Questo richiede una spogliazione interiore. Lo spazio esclusivo che ciascuno dei coniugi riserva al
suo rapporto personale con Dio, non solo permette di sanare le ferite della convivenza, ma anche di
trovare nell’amore di Dio il senso della propria esistenza. Abbiamo bisogno di invocare ogni giorno
l’azione dello Spirito perché questa libertà interiore sia possibile” (AL 320).
Il terzo verbo è “custodire”: “Sua madre custodiva tutte queste cose nel suo cuore”. Questo verbo si
ritrova in una forma leggermente diversa al momento della nascita di Gesù, laddove Maria dopo
aver ascoltato le parole dei pastori viene presentata nell’atteggiamento del vero discepolo che
custodiva tutte queste cose meditandole nel suo cuore. È l’atteggiamento di chi prega, mettendo
insieme la vita con la Parola di Dio, lasciando che le due dimensioni si illuminino a vicenda.
A settembre, alla fine della Messa, ognuno ha ricevuto un rosario proveniente dalla Terra Santa.

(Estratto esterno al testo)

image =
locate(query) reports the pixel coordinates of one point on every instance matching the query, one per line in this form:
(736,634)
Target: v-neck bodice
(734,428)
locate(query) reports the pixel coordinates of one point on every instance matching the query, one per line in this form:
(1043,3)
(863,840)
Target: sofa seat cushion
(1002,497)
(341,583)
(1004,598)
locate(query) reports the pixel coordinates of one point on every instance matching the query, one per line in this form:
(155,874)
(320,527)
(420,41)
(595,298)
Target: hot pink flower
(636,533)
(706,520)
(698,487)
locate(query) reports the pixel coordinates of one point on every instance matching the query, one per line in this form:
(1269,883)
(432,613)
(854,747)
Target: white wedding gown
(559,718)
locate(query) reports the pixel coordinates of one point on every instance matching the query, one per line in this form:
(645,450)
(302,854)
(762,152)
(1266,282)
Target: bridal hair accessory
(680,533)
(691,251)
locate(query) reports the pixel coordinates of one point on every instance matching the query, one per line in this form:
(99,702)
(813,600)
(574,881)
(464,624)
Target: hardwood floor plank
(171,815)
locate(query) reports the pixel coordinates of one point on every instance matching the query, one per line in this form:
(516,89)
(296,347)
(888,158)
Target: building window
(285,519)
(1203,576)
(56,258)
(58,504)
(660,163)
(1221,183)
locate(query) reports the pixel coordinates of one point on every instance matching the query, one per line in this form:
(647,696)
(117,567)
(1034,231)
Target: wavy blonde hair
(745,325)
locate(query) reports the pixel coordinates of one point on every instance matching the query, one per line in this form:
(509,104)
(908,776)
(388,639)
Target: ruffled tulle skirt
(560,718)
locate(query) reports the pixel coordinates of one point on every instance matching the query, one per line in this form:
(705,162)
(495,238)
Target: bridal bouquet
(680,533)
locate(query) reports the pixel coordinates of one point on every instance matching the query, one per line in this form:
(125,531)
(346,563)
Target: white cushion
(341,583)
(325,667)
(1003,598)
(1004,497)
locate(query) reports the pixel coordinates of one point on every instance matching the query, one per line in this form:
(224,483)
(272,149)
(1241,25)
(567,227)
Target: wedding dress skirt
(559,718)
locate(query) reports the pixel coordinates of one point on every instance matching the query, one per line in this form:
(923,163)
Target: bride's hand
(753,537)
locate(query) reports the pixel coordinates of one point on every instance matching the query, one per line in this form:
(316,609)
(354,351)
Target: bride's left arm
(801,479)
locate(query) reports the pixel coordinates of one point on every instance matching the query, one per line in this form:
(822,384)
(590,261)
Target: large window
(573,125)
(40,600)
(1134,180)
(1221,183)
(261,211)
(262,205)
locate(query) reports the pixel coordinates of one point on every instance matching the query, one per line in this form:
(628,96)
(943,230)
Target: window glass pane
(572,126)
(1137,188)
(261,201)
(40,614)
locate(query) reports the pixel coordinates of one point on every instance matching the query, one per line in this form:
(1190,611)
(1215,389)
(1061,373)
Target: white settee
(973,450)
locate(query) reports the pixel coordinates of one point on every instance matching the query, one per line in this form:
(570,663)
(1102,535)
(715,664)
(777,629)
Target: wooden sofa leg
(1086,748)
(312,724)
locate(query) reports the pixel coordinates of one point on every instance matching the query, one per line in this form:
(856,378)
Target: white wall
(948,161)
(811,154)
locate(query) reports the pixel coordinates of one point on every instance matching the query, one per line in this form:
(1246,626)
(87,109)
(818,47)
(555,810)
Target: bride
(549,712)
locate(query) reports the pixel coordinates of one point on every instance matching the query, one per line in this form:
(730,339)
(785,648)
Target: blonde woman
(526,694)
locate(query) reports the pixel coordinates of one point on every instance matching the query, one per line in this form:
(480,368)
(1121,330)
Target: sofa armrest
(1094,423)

Sarebbe bello se in questo anno giubilare noi riscoprissimo il valore di questa preghiera da fare in
famiglia e nelle nostre comunità. Nell’arte, spesso, la corona del rosario viene presentata come una
catena che tiene unite le persone e con la quale prendiamo coscienza di quella fune attaccata
all’ancora di salvezza che è già penetrata nel cielo con la morte e la risurrezione di Gesù. Ad essa
possiamo aggrapparci nelle tempeste della vita, come ci dice una bella storia.

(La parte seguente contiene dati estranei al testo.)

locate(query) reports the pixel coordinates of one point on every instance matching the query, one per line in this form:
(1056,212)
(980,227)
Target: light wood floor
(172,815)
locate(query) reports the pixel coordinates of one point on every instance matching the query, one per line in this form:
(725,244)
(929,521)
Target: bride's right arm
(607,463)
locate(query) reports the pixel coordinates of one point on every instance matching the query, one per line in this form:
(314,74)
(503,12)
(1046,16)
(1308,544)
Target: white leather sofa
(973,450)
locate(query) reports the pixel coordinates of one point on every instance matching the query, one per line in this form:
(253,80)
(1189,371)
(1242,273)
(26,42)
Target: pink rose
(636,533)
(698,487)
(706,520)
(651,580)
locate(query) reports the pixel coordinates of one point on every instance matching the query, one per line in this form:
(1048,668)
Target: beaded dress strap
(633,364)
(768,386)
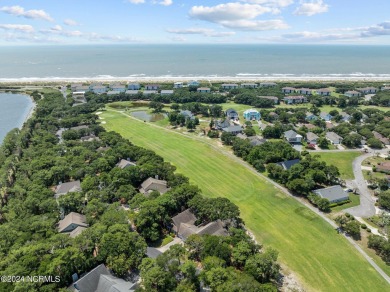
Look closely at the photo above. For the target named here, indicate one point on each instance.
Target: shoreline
(166, 79)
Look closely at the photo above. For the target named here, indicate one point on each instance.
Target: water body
(158, 61)
(14, 108)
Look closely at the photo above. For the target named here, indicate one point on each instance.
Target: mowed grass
(342, 160)
(308, 246)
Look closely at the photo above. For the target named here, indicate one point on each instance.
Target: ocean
(89, 62)
(14, 108)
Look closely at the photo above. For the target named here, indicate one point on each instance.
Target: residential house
(267, 84)
(294, 99)
(323, 92)
(287, 90)
(99, 89)
(152, 87)
(149, 92)
(187, 114)
(233, 129)
(368, 90)
(153, 184)
(345, 117)
(71, 222)
(122, 164)
(311, 138)
(118, 87)
(184, 226)
(132, 92)
(288, 163)
(252, 114)
(311, 117)
(193, 83)
(231, 114)
(306, 91)
(178, 85)
(273, 98)
(133, 86)
(166, 92)
(203, 90)
(334, 194)
(249, 85)
(292, 137)
(100, 279)
(325, 116)
(227, 86)
(383, 167)
(69, 187)
(352, 93)
(256, 140)
(333, 138)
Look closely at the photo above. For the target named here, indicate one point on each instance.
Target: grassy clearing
(343, 160)
(322, 259)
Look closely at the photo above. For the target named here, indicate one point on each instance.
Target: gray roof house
(334, 194)
(101, 280)
(71, 222)
(333, 138)
(231, 114)
(288, 163)
(292, 136)
(69, 187)
(233, 129)
(153, 184)
(311, 138)
(183, 226)
(125, 163)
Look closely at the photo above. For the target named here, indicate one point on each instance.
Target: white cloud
(202, 31)
(32, 14)
(311, 8)
(71, 22)
(17, 27)
(137, 1)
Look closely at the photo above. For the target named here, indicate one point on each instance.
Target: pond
(145, 116)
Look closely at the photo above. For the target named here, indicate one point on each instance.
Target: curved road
(283, 189)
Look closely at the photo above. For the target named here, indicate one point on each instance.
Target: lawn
(343, 161)
(308, 246)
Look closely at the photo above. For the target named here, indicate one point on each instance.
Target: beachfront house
(352, 93)
(193, 83)
(292, 137)
(248, 85)
(287, 90)
(133, 86)
(325, 116)
(323, 92)
(334, 194)
(252, 114)
(311, 138)
(203, 90)
(333, 138)
(166, 92)
(229, 86)
(267, 84)
(306, 91)
(178, 85)
(310, 117)
(152, 87)
(273, 98)
(368, 90)
(231, 114)
(294, 99)
(118, 87)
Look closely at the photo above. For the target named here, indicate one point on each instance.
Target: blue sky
(187, 21)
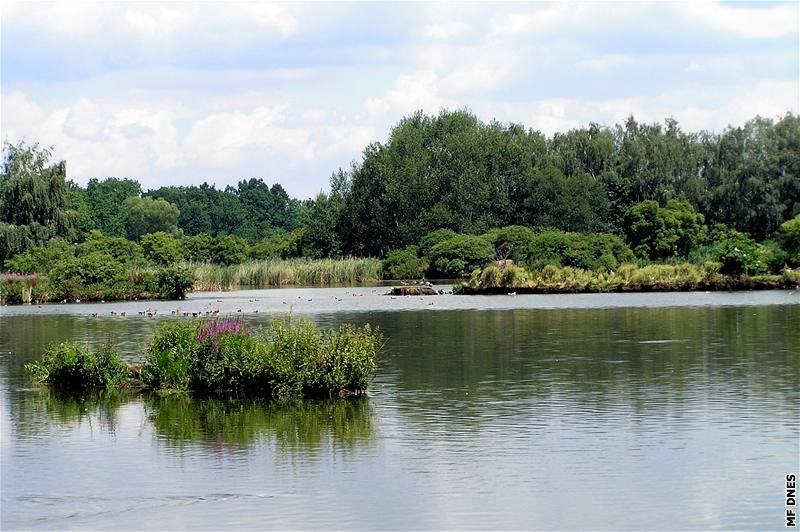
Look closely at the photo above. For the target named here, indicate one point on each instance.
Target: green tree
(229, 249)
(790, 240)
(511, 241)
(460, 255)
(147, 215)
(105, 200)
(405, 264)
(654, 232)
(160, 248)
(319, 218)
(197, 247)
(34, 199)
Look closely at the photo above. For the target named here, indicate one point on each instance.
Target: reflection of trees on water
(239, 421)
(47, 409)
(212, 421)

In un villaggio vicino a un fiume, viveva una famiglia felice. Erano tre per il momento: il papà, la
mamma e un bambino di sei anni. La sera, prima di andare a letto, facevano la preghiera insieme e
un angelo del Signore ogni sera raccoglieva le preghiere e le portava in cielo. Un anno le piogge
erano state particolarmente abbondanti nel villaggio e il fiume si riempì d’acqua. Durante la notte,
l’acqua cominciò a entrare nella casa della famiglia e il papà svegliò la mamma e il bambino.
Disse loro: «Saliamo sul tetto!». Sul tetto, si sentivano come naufraghi su un’isola che diventava sempre
più piccola. Infatti, l’acqua continuava a salire e arrivò alle ginocchia del papà. Allora disse a sua
moglie: «Prendi il bambino tra le tue braccia e sali sulle mie spalle! Mettiti in piedi sulle mie spalle
e il bambino sulle tue. Non aver paura, qualunque cosa possa succedere io non ti lascerò».
La mamma baciò il bambino e gli disse: «Sali sulle mie spalle e non aver paura. Qualunque cosa
succeda, non ti lascerò». L’acqua continuava a salire e inghiottì il papà, la mamma e arrivò
all’altezza della fronte del bambino. L’angelo del Signore, che era venuto a raccogliere le preghiere
della sera, vide solo i capelli del bambino apparire in mezzo alle acque. Con un leggero movimento,
afferrò il bambino e tirò. Attaccati al bambino la mamma e il papà uscirono insieme dalle acque.
Nessuno aveva lasciato la presa. L’angelo volò via e posò dolcemente l’originale catena su una
collina alta, dove le acque non avrebbero mai potuto arrivare. Il papà, la mamma e il bambino si
baciarono pieni di gioia. Invece delle preghiere quella sera l’angelo portò in cielo il loro amore e la
moltitudine degli esseri celesti approvò con un forte applauso.
Ti ringraziamo Padre per averci chiamato oggi qui nella tua casa, come pellegrini di speranza.
Manda su di noi la forza dello Spirito Santo perché possiamo adorare il Signore Cristo nei nostri cuori ed essere così pronti a rispondere con dolcezza e rispetto, con una retta coscienza a chiunque
ci domandi ragione della speranza che è in noi.